“I must sit,” says Andrei, and he finds a bench at the Kay center’s plaza. “You must forgive a tired old man.”
I sit next to him. “I forgive you, old friend. But does this mean the Russians are trying to blackmail President Francis?”
Andrei takes a minute to catch his breath. He lets out a painful cough and apologizes. He’s not doing well, that’s clear.
“I cannot possibly know such a thing,” he says. “Certainly, I know nothing of this president.”
I don’t, either, but I probably follow the president a lot more closely than Andrei does. Blake Francis and Libby Rose Francis seem about as compatible as Jerry Falwell and Paris Hilton. It’s always looked to me more like a marriage of convenience. The president stepping out on Libby? Not a hard swallow at all.
“But you do know the Russians,” I say. “Why would they want to blackmail Blake Francis?”
Andrei lets out a chuckle, which I mistakenly take as a cough at first.
“Why wouldn’t they?” he muses. “Having control of the leader of the free world?”
Fair enough. That’s probably true.
“But you are correct, Benjamin, that such a thing could not have permanence. Certainly not even a compromised president could allow another powerful country free rein to do whatever it wished. There would have to be limits, surely.”
“You mean, like maybe there could be one thing.”
He cocks his head to the side. Like I’m getting warm.
“What would be the one thing?” I ask. “What are the Russians trying to do?”
Chapter 74
My former professor looks at me as if we have reverted to old roles, like I’m back in undergrad and he’s giving me a lesson.
“I have no idea whether the Russians are blackmailing our president, or even attempting to do so,” says Andrei. “But I do believe I have a good assessment of Russian leadership these days. So let us assume that there is blackmail taking place.” He opens his hands. “What is the one thing Russia wants?”
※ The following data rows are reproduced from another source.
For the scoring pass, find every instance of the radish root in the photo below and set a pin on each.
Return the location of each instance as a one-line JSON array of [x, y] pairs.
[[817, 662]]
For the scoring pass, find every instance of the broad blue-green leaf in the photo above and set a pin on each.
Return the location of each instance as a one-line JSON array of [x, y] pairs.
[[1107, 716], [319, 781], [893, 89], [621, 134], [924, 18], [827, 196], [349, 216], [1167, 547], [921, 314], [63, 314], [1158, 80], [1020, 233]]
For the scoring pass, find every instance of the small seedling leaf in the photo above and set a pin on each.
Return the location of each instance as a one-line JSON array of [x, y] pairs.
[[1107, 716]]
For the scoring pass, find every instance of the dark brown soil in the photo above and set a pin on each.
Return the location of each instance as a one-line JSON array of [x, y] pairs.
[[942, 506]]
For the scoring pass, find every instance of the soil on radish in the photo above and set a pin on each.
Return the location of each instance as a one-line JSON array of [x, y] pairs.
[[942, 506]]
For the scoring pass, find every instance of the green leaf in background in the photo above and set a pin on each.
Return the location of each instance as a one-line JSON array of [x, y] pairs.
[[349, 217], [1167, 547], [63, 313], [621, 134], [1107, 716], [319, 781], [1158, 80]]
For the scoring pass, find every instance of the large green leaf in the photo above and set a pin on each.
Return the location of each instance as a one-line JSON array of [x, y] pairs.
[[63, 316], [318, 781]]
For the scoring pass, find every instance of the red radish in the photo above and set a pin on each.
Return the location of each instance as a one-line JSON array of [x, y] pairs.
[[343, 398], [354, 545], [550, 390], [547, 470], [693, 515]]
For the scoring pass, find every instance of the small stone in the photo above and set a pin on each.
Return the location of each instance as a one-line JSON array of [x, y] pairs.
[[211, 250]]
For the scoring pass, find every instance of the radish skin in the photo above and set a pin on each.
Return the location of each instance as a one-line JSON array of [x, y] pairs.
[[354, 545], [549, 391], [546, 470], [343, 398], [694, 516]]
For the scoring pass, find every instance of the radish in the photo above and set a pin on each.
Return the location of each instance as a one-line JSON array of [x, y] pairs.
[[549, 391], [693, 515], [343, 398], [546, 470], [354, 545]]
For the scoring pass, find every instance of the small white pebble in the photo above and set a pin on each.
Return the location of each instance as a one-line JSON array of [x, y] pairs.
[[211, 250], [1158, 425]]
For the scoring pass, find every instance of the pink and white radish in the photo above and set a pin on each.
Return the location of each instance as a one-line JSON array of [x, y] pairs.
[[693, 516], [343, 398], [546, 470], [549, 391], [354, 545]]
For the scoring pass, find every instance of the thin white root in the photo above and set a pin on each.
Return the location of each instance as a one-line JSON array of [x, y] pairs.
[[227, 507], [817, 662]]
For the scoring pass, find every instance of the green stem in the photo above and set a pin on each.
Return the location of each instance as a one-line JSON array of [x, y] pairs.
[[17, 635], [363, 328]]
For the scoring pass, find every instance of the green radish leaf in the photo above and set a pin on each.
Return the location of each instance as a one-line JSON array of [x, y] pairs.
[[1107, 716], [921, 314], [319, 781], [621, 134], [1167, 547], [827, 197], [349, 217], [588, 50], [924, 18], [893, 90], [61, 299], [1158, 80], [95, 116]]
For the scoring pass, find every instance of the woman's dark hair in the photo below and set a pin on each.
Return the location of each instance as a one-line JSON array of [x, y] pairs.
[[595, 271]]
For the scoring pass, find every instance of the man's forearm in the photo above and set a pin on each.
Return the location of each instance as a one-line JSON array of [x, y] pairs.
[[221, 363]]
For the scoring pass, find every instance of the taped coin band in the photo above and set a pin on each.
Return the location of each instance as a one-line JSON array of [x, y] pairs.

I shrug my shoulders. “Oil? Power?”
Andrei stares at me, blank-faced. I feel like I’m in an episode of that old Kung Fu show, where Andrei is blind Master Po and I’m David Carradine. You disappoint me, Grasshopper. Yet it is not I whom you have failed. It is you. Look within, Grasshopper.
“Land,” I say.
“Land,” he says in agreement.
You have done well, Grasshopper.
“And if the Russians wanted land, Benjamin, where would they go?” Andrei wags his finger at me. “History, Benjamin, is the best teacher.”
“Afghanistan,” I say, but immediately I know I’m wrong. What was true in the 1970s and ’80s is no longer true today. Since the breakup of the Soviet union , a number of independent countries now stand between Russia and Afghanistan—Kazakhstan, Uzbekistan, Turkmenistan, I think, and probably some other hard-to-pronounce names.
“More recent history, Benjamin.”
Oh, right. Of course. “Georgia,” I say. For years, Russia has been backing independence movements in various republics in Georgia. In 2008, there was an armed conflict between Georgia and two of its would-be breakaway republics in South Ossetia, which most observers saw in reality as a war between Georgia and Russia.
And how quickly I forget what I saw just last night on CNN, before I went over to Anne’s place and had mind-altering sex. “The Russians just arrested a Georgian spy in Moscow.”
Andrei nods his head. “Supposedly,” he says. “Conveniently. Next, expect a terrorist act in a major Russian city that is blamed on the Georgians.”
Ah. So the Russians are setting the table for a war with Georgia.
“If Russia really wanted to take Georgia, Benjamin, would it be hard?”
“Militarily? No.”
“But diplomatically, Benjamin.”
“Diplomatically, yes. Georgia has a relationship with NATO now.”
“A problem,” he acknowledges. “Tell me this, Benjamin. How much would the American public care if Russia invaded Georgia and overtook it?”
I let out a sigh. “I mean, for some of us who’ve been around awhile, it would conjure up images of the old Soviet union . But these days, our military is stretched thin—”
“Just so.”
“—and we probably have bigger things to worry about.”
“Probably.” Andrei nods slowly. “But certainly? Could the Russians be certain how we would respond? Remember, Benjamin, NATO is a presence in this conversation. There could be pressure on an American president to resist this aggression. If not by force, then by sanctions, at a minimum.”